Hardware requirements are minimum 4 vCPU, 8 GB RAM, 20 GB Disk. The compressed size of the sandbox image is approximately 2.4 GB. In environments with less than 8 GB of RAM, we recommend 8 GB or more of swap.

macOS is supported on Apple Silicon through Colima or Docker Desktop. There is also a dedicated setup command (nemoclaw setup-spark) for DGX Spark that automatically fixes cgroup v2 compatibility issues on Ubuntu 24.04 + k3s.
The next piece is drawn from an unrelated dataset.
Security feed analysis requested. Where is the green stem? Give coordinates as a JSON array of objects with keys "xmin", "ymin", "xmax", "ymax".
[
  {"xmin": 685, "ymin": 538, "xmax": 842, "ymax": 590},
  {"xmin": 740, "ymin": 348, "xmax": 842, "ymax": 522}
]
Sandbox alone is not enough

NemoClaw is currently in Alpha status and not recommended for production use. The fact that it collected 10,000 Stars in four days after its release shows the great demand for a secure execution environment for agents.

However, as we have seen so far, sandboxing alone cannot cover the entire picture of agent security.

Threats	Can NemoClaw prevent this?	Additional measures required
File system destruction	Preventable (Filesystem layer)	—
Privilege escalation	Preventable (Process layer)	—
Unauthorized network connections	Preventable (Network layer)	—
API key leak (to authorized host)	Cannot be prevented	Do not pass private key to agent with MPP SPT
Prompt injection	Unpreventable	Model-level defenses such as Instruction Hierarchy
Malicious skill installation	Partial (integrity verification at Verify stage)	Strengthening skill marketplace screening
Memory poisoning	Unpreventable	Monitoring SOUL.md/MEMORY.md, DB-based memory storage
Uncontrollable billing/unauthorized use	Inference costs can be controlled	Maximum amount, expiration date, and merchant restrictions with MPP SPT

NemoClaw’s 4-layer security, MPP scope control of billing privileges, model-level defenses like Instruction Hierarchy, Local isolated execution. It’s not just a matter of combining all of them to get to the starting line.